Los pecados serán perdonados a los que ustedes se los perdonen, y serán retenidos a los que ustedes se los retengan».
Reflexión por P. Hermann Rodríguez Osorio, SJ

Fray Timothy Radcliffe, antiguo Maestro General de la Orden de Predicadores, comentaba hace algún tiempo el texto bíblico que nos propone la liturgia del domingo de Pentecostés. En su libro, El oso y la monja (Salamanca, San Esteban, 2000, 89-92), llamaba la atención sobre el abismo que existe entre la paz que buscamos nosotros, y la paz que el Señor nos regala. Cuando los once discípulos estaban encerrados en una casa por miedo a los que habían matado al Profeta de Galilea, el Resucitado vino hasta ellos y les dijo: “¡La paz sea con ustedes!” y ellos “se alegraron de ver al Señor”. Pero la paz que les traía los iba a sacar de la paz del encierro y la soledad… En seguida les dijo: “Como el Padre me envió, también yo los envío”. El Resucitado los desinstala, los saca de su escondite, de su búsqueda egoísta de seguridad. La paz que el Señor nos trae, no siempre se parece a la nuestra…

Casi siempre buscamos la paz encerrándonos en nosotros mismos y evitando todos los riesgos de la construcción colectiva de nuestras comunidades y de nuestra sociedad. En esto nos parecemos a los discípulos. Tenemos miedo a ser heridos y salir lastimados… Hay que reconocer que este miedo no es puro invento. Efectivamente, tenemos experiencia de haber sido heridos muchas veces en nuestras relaciones con los demás y procuramos evitar el dolor y el sufrimiento que produce este choque. Pero también sabemos que cuando nos encerramos y nos aislamos de los demás y del mundo, gozamos apenas de una paz a medias; es una paz frágil que en cualquier momento se desvanece en nuestras manos.

Nos encerramos en una paz frágil porque tenemos miedo al cambio, miedo a los demás, miedo a ser sacados de nuestro nido. El miedo nos paraliza, nos bloquea, nos confunde. Hemos desarrollado una serie de tácticas para cerrar nuestras vidas a ese Dios que quiere sacarnos de nuestro encierro. Echamos llave, literalmente, a nuestros conventos, a nuestras casas, a nuestra habitación, de modo que nadie pueda acercarse a perturbar nuestras vidas con sus insistencias, con sus invitaciones, con sus interpelaciones. Podemos encerrarnos también en el exceso de trabajo… Paradójicamente, llegamos incluso a utilizar la oración para mantener a Dios fuera. Podemos dedicar horas y horas a la oración, recitando palabras y repitiendo frases, sin ofrecer a Dios un momento de silencio porque cabe la posibilidad de que nos diga algo que altere nuestra aparente paz y nuestra tranquilidad acomodada.

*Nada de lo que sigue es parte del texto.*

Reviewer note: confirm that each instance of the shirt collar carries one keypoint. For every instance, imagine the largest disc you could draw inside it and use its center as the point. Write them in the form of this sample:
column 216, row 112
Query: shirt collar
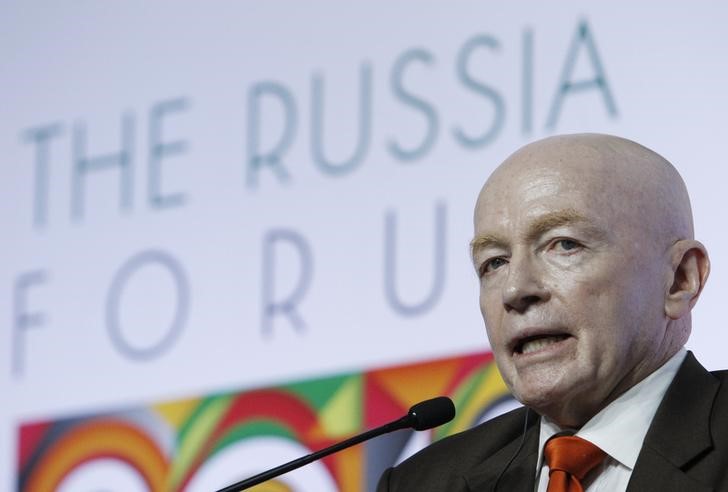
column 620, row 427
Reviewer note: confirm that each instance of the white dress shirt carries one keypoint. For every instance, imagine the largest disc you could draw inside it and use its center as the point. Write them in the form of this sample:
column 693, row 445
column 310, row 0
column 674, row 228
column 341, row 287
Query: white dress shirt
column 618, row 429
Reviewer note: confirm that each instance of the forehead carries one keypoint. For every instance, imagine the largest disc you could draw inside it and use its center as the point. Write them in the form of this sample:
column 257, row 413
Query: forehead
column 530, row 199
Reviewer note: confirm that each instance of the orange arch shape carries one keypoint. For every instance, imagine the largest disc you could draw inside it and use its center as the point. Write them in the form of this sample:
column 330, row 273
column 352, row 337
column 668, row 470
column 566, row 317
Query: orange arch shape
column 100, row 439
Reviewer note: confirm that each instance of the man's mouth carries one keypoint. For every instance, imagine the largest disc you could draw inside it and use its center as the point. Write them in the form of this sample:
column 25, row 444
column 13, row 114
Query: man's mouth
column 535, row 343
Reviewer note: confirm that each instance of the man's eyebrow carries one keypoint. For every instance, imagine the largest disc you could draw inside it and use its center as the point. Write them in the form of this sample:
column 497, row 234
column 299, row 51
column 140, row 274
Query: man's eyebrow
column 552, row 220
column 483, row 241
column 536, row 229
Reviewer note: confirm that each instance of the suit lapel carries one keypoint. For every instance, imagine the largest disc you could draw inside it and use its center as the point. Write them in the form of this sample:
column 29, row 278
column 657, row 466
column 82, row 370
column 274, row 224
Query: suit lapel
column 520, row 475
column 670, row 445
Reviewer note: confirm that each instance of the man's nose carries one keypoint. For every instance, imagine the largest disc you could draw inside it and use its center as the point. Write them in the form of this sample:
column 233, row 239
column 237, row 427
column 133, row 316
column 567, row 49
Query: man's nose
column 524, row 285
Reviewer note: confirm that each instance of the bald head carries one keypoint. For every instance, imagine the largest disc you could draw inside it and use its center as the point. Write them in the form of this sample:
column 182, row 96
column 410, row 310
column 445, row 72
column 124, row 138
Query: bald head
column 588, row 270
column 632, row 183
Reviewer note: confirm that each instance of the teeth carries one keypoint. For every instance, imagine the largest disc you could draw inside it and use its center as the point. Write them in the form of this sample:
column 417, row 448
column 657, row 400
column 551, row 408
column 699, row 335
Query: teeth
column 539, row 343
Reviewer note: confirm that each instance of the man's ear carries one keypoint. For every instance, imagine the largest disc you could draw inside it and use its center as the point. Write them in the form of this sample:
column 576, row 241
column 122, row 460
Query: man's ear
column 690, row 269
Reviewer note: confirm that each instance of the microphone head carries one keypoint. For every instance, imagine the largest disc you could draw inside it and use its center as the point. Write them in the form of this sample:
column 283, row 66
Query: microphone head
column 431, row 413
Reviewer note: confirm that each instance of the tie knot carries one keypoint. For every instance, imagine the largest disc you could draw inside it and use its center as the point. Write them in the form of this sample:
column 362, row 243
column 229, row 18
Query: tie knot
column 573, row 455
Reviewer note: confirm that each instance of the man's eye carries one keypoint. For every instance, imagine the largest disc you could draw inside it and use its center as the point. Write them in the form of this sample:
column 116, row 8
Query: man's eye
column 566, row 244
column 492, row 264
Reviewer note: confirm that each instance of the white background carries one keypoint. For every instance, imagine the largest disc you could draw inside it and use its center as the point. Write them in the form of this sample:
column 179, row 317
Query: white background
column 90, row 63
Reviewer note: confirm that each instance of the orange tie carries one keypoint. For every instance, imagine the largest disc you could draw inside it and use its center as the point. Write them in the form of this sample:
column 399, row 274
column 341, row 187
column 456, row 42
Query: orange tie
column 570, row 458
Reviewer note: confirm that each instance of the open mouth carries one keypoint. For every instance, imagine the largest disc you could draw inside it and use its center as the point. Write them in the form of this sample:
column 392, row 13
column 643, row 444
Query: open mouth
column 538, row 342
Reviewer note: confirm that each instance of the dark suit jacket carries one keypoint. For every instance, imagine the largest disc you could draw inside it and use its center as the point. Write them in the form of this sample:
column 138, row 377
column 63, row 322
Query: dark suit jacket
column 685, row 449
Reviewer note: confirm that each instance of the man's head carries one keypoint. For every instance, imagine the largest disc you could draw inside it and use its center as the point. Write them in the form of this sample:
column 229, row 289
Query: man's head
column 588, row 270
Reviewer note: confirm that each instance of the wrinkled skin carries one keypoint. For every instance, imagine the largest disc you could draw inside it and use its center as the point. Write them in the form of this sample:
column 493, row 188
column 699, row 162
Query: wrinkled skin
column 588, row 270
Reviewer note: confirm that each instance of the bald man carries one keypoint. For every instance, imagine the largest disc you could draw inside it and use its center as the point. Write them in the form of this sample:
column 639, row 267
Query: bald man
column 588, row 271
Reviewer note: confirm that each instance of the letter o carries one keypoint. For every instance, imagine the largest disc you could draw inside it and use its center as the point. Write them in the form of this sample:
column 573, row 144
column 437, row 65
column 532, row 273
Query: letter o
column 134, row 264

Pero el Señor se las arregla para irrumpir en nuestro interior con el soplo de su Espíritu y, aún teniendo las puertas cerradas, como los discípulos en el cenáculo, viene a inquietarnos y a salvarnos de nuestra aparente paz. Esa es la Buena nueva de hoy. Que el Señor no se cansa de entrar en nuestras vidas para ofrecernos SU paz. Una paz que nos abre a los demás con el riesgo de ser heridos. Las heridas de las manos y el costado es lo primero que les enseña el Resucitado a los discípulos cuando les anuncia su paz… Se trata, entonces, de una paz conflictiva, ‘agónica’, como diría don Miguel de Unamuno… Es una paz que abre desde fuera nuestros sepulcros para que no sigamos viviendo como muertos, sino para que vivamos una vida plena y auténtica, es decir, llena de preguntas y de problemas, pero iluminada por Dios que es el que nos ofrece la auténtica vida en abundancia.